Tongass National Forest, Alaska. The Orion North timber sale would have clearcut the heart of the last major roadless watershed in Thorne Arm, part of the Tongass National Forest. (Chris Waltrip)
The Orion North timber sale would have clearcut the heart of the last major roadless watershed in Thorne Arm, on Revillagigedo Island near Ketchikan in the Tongass National Forest. The watershed provides important old-growth habitat connecting Misty Fjords National Monument with the valuable coastal habitat along Thorne Arm.
The Forest Service attempted to proceed with the timber sale on the basis of a ten-year old environmental impact statement. In the preceding decade, prices for Tongass timber had plummeted while the costs skyrocketed. At the same time, significant new information and research related to deer and wolves, yellow cedar decline and climate change, endemic species, and invasive species shows the impacts of the timber sale may be more significant than the Forest Service previously anticipated. The Forest Service refused to consider this information and proceeded to offer the timber sale anyway.

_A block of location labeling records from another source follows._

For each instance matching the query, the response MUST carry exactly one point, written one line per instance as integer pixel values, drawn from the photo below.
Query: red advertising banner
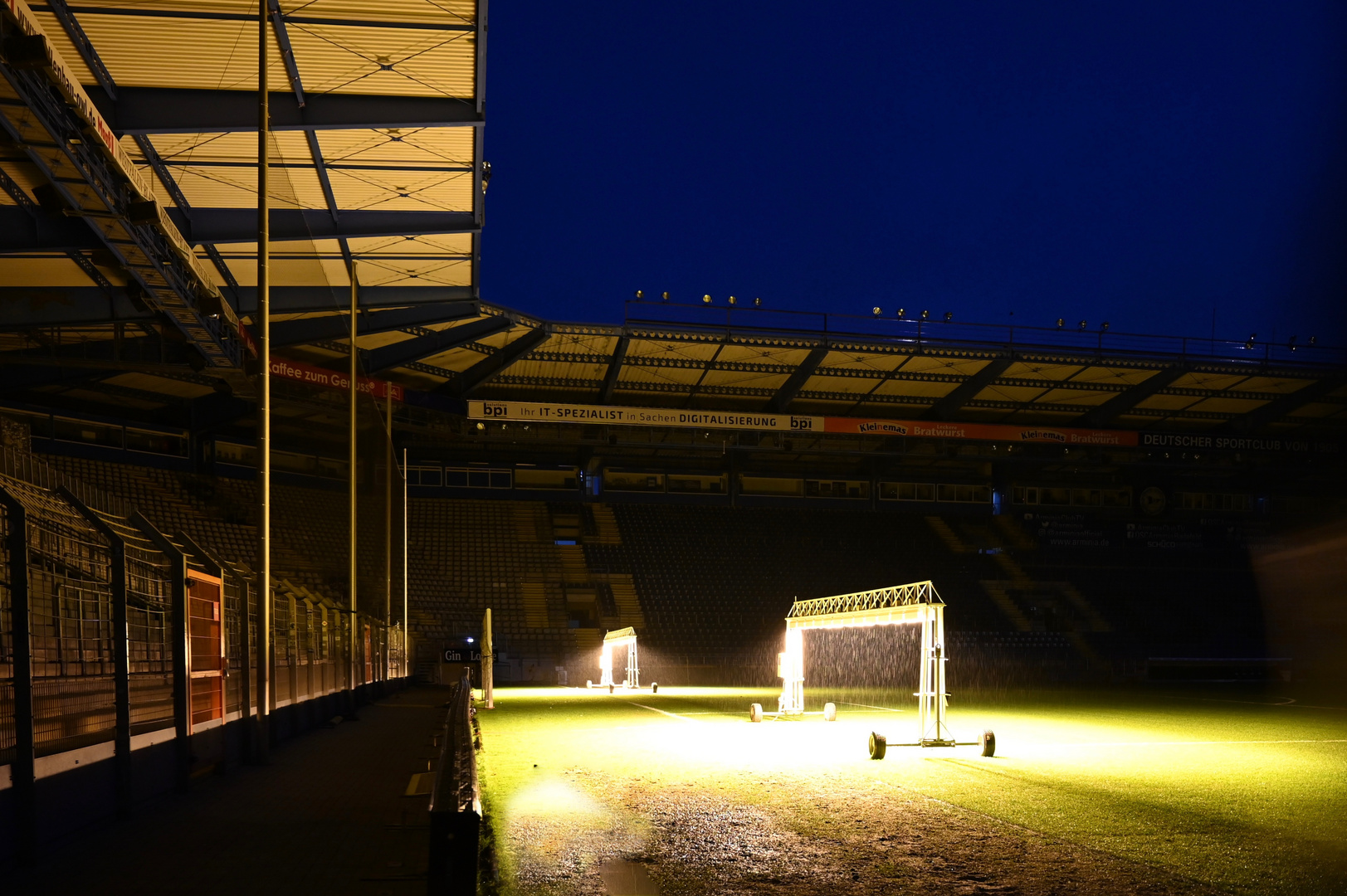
(983, 431)
(302, 373)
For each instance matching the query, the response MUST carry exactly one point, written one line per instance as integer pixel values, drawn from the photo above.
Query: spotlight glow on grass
(1241, 796)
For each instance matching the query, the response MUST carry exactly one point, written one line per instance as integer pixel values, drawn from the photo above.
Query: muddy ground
(798, 835)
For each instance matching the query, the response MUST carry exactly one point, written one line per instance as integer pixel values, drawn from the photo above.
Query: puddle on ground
(627, 879)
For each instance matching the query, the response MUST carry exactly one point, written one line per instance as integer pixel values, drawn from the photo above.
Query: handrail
(456, 807)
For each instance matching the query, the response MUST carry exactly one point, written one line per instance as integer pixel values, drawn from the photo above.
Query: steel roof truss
(56, 142)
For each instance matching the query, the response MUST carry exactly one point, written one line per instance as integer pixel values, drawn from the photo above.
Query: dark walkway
(326, 816)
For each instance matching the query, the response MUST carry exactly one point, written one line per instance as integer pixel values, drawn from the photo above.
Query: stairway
(605, 524)
(947, 535)
(1000, 596)
(534, 596)
(530, 522)
(628, 606)
(574, 572)
(585, 640)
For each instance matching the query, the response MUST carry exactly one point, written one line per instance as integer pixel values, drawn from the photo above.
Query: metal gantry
(914, 604)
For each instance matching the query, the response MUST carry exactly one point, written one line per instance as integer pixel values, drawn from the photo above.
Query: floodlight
(918, 604)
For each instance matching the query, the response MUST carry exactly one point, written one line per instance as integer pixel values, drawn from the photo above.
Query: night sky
(1145, 163)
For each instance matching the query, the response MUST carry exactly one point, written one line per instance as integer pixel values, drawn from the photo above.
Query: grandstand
(1098, 509)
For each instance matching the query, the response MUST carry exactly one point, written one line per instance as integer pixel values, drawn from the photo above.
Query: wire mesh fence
(71, 543)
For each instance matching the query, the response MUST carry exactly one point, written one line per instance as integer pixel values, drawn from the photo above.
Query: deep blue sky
(1133, 162)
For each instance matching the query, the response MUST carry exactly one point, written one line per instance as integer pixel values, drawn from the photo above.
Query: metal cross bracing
(832, 611)
(54, 123)
(100, 71)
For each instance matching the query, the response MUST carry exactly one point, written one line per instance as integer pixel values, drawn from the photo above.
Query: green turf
(1243, 796)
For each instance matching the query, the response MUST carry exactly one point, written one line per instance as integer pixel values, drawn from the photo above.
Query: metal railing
(456, 806)
(992, 338)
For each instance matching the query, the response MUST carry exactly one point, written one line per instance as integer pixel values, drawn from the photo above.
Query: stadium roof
(376, 153)
(110, 300)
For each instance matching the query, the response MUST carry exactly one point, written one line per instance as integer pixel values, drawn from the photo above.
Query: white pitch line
(886, 709)
(1286, 701)
(1330, 740)
(663, 713)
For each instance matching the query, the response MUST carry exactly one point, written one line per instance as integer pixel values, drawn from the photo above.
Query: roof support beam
(492, 365)
(1130, 397)
(423, 347)
(193, 110)
(23, 308)
(614, 368)
(240, 226)
(339, 325)
(1277, 408)
(793, 383)
(966, 391)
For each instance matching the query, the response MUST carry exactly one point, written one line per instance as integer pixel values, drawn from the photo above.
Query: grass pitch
(1243, 792)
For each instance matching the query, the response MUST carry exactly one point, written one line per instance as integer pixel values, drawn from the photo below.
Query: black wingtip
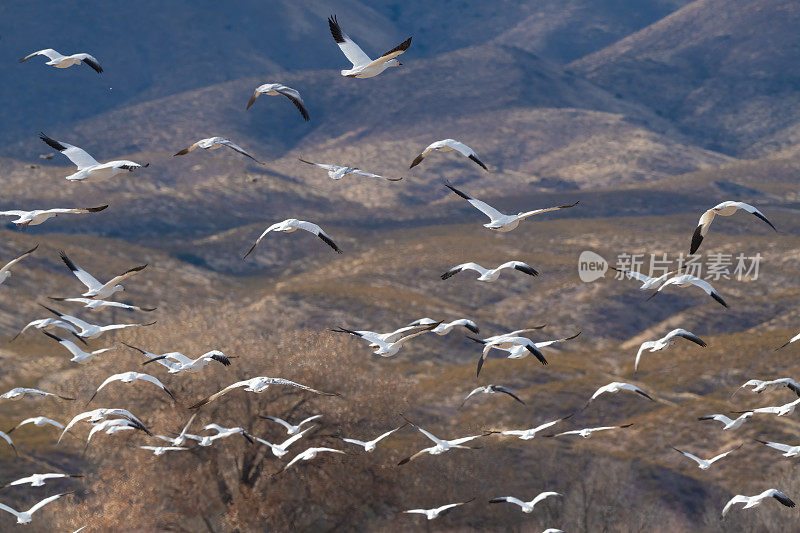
(479, 162)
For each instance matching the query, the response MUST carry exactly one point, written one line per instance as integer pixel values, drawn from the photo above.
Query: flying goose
(490, 274)
(130, 377)
(528, 434)
(291, 429)
(446, 327)
(491, 389)
(588, 432)
(705, 464)
(499, 221)
(37, 480)
(725, 209)
(665, 341)
(727, 422)
(212, 143)
(363, 66)
(275, 89)
(94, 305)
(369, 446)
(222, 433)
(20, 392)
(616, 386)
(90, 331)
(788, 451)
(9, 441)
(384, 348)
(447, 145)
(755, 501)
(279, 450)
(526, 507)
(779, 410)
(39, 216)
(98, 290)
(6, 270)
(335, 172)
(440, 445)
(88, 166)
(648, 282)
(96, 415)
(292, 224)
(59, 60)
(25, 517)
(687, 280)
(760, 386)
(432, 514)
(44, 323)
(180, 440)
(181, 363)
(37, 421)
(310, 454)
(78, 355)
(258, 385)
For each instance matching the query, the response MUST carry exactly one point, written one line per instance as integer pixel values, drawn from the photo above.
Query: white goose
(588, 432)
(383, 347)
(78, 355)
(724, 209)
(37, 421)
(59, 60)
(705, 464)
(490, 274)
(788, 451)
(444, 328)
(88, 166)
(6, 270)
(275, 89)
(292, 224)
(95, 305)
(38, 480)
(728, 423)
(25, 517)
(499, 221)
(96, 415)
(758, 499)
(95, 288)
(258, 385)
(181, 363)
(526, 507)
(212, 143)
(18, 393)
(310, 454)
(39, 216)
(759, 386)
(617, 386)
(291, 429)
(491, 389)
(363, 65)
(440, 445)
(432, 514)
(528, 434)
(90, 331)
(336, 172)
(370, 445)
(130, 377)
(279, 450)
(447, 145)
(686, 280)
(666, 341)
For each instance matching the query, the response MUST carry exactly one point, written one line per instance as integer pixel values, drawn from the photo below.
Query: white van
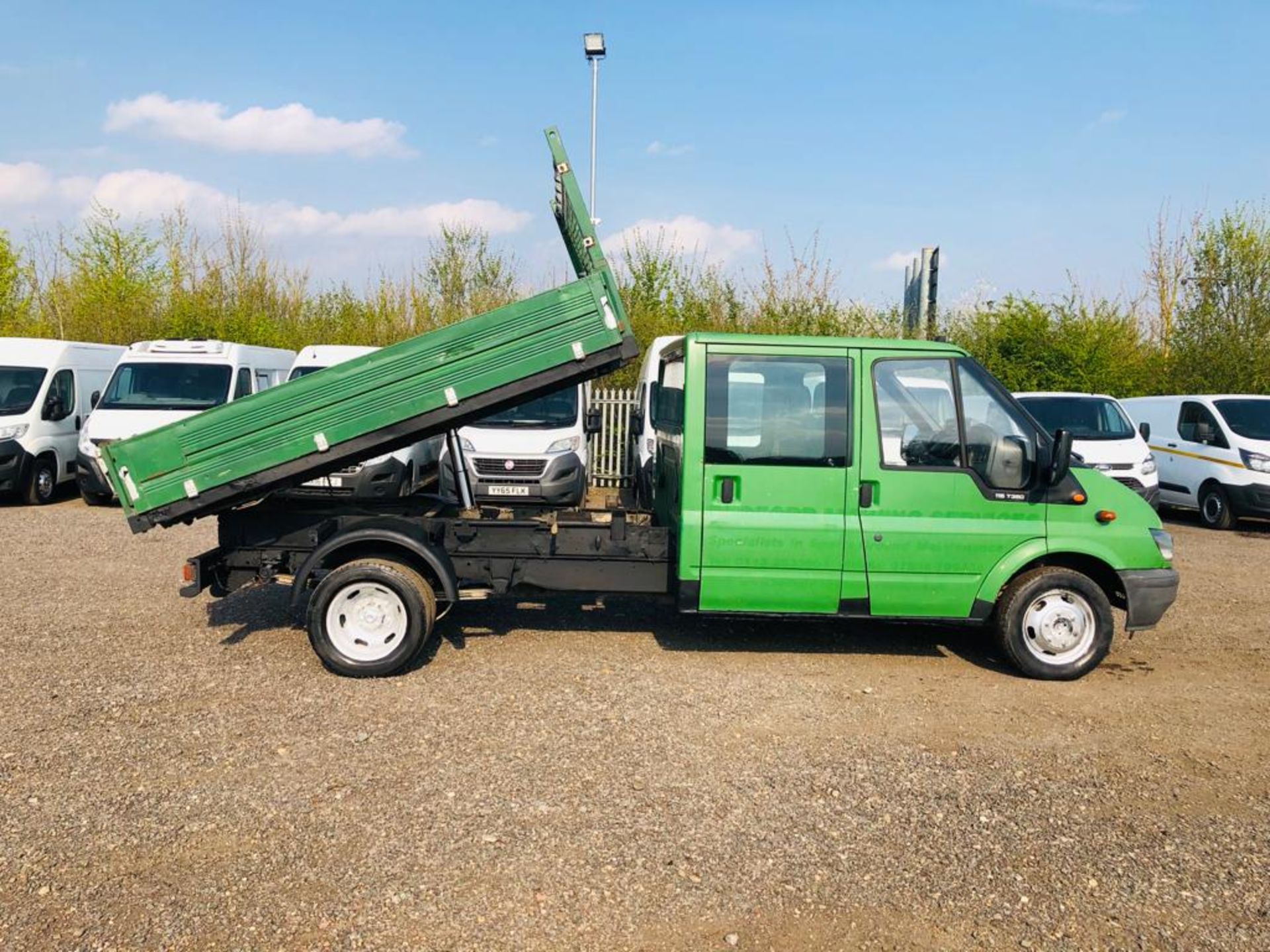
(1103, 434)
(529, 455)
(1213, 452)
(397, 474)
(642, 420)
(158, 382)
(46, 390)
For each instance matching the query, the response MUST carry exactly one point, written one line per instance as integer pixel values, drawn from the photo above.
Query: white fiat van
(397, 474)
(1103, 434)
(529, 455)
(1213, 452)
(642, 420)
(46, 390)
(158, 382)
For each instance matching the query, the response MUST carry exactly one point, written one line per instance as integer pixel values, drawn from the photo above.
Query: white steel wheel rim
(45, 483)
(1213, 507)
(366, 621)
(1058, 626)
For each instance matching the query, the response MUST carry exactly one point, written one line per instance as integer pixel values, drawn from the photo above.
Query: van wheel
(370, 617)
(1054, 623)
(44, 481)
(1214, 508)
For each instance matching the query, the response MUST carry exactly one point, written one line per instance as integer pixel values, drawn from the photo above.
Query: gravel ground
(185, 775)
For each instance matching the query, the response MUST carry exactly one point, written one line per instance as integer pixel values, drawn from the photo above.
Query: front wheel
(371, 617)
(1054, 623)
(44, 481)
(1214, 508)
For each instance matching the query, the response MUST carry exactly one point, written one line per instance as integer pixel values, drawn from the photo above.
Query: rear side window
(1197, 424)
(777, 411)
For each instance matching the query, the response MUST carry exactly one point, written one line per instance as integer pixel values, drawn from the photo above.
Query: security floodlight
(593, 45)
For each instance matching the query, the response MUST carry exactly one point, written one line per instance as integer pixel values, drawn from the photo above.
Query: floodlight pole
(595, 100)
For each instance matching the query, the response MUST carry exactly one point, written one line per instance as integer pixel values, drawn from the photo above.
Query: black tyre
(1054, 623)
(1214, 507)
(92, 498)
(371, 617)
(42, 485)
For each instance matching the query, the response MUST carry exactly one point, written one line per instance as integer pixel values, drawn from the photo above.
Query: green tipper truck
(827, 477)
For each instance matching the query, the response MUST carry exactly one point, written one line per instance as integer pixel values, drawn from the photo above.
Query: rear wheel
(44, 481)
(1214, 508)
(1054, 623)
(371, 617)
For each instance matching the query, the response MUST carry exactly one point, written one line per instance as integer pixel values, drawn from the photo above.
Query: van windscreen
(18, 389)
(1250, 418)
(1085, 416)
(167, 386)
(548, 412)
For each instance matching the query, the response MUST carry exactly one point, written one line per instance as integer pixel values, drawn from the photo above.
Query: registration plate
(508, 491)
(325, 483)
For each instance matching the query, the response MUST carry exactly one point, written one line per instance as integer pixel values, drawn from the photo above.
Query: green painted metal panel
(396, 397)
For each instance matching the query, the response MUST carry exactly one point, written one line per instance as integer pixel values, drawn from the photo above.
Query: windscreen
(167, 386)
(549, 412)
(18, 389)
(1083, 416)
(1249, 418)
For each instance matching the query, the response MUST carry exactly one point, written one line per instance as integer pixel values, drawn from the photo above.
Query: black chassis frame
(559, 551)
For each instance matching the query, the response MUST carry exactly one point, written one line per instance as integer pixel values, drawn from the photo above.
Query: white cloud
(288, 128)
(658, 147)
(896, 262)
(143, 193)
(686, 234)
(24, 183)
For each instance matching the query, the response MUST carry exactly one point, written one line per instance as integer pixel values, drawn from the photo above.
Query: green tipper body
(850, 534)
(385, 400)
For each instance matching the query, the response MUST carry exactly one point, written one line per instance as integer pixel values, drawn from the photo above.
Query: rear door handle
(727, 491)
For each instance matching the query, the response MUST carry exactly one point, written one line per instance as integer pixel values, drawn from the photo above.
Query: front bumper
(562, 483)
(381, 480)
(1250, 500)
(15, 466)
(89, 477)
(1148, 594)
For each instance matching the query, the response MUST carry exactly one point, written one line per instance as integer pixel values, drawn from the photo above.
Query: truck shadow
(267, 608)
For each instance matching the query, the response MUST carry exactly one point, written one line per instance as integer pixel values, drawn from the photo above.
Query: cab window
(1197, 424)
(777, 411)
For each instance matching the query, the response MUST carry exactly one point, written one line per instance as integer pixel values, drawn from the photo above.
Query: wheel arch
(433, 564)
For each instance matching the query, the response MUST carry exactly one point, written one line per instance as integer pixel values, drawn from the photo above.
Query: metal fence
(611, 452)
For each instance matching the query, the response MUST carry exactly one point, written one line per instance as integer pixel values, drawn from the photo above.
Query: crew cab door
(949, 483)
(780, 531)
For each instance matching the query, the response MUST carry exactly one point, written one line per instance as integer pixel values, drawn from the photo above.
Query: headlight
(1257, 462)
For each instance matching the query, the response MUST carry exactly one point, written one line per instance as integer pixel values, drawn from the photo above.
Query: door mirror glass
(1061, 457)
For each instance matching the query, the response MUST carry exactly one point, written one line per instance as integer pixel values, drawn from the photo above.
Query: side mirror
(1061, 457)
(54, 409)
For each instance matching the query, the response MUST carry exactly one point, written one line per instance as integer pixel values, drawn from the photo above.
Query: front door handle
(727, 489)
(865, 495)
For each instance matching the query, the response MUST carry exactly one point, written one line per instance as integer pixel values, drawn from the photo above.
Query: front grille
(520, 467)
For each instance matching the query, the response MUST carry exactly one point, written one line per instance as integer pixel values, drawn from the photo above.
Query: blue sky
(1031, 139)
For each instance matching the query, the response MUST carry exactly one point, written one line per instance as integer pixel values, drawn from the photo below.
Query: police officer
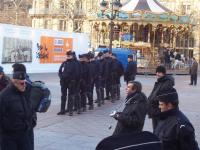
(69, 77)
(16, 115)
(164, 82)
(131, 69)
(107, 73)
(174, 128)
(92, 74)
(118, 71)
(99, 80)
(63, 87)
(84, 81)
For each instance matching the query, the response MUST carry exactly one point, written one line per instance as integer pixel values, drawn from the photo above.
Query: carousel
(153, 31)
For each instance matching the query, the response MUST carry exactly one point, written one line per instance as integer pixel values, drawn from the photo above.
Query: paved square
(83, 132)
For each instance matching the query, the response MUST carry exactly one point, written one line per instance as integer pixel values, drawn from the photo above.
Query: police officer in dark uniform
(84, 81)
(69, 77)
(92, 74)
(99, 80)
(131, 70)
(118, 71)
(16, 115)
(107, 73)
(63, 88)
(174, 128)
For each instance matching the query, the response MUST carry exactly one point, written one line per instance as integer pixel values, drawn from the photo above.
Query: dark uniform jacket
(175, 131)
(108, 64)
(194, 68)
(130, 71)
(16, 112)
(131, 119)
(164, 83)
(4, 81)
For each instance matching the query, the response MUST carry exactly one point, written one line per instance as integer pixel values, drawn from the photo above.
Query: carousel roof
(152, 6)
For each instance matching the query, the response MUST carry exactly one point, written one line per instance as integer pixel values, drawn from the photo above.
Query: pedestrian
(108, 64)
(64, 88)
(117, 71)
(19, 67)
(174, 129)
(99, 80)
(16, 115)
(164, 82)
(193, 72)
(131, 119)
(4, 80)
(131, 70)
(69, 77)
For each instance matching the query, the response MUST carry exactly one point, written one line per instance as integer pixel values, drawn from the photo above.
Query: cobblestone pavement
(83, 132)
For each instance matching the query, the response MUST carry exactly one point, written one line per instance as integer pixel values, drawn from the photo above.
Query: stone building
(75, 15)
(191, 8)
(15, 12)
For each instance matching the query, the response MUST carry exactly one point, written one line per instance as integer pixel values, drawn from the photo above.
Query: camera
(113, 113)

In March 2009, Earthjustice asked the court to put a halt to the timber sale and road construction until the Forest Service takes the new information into account. On July 13, 2009, Secretary Tom Vilsack approved the award of a contract for this timber sale, making it the first roadless timber sale authorized since the Secretary issued an interim directive providing that he would review all decisions allowing logging in roadless areas of our national forests.
In December 2009, a U.S. District Court judge issued an injunction blocking the sale and ordering the Forest Service to reevaluate the project in light of rising costs and diminished revenues. Rather than fight this decision on appeal, the Forest Service abandoned the project and canceled the timber sale and road contracts, effectively safeguarding the Sea Level Creek watershed for the foreseeable future.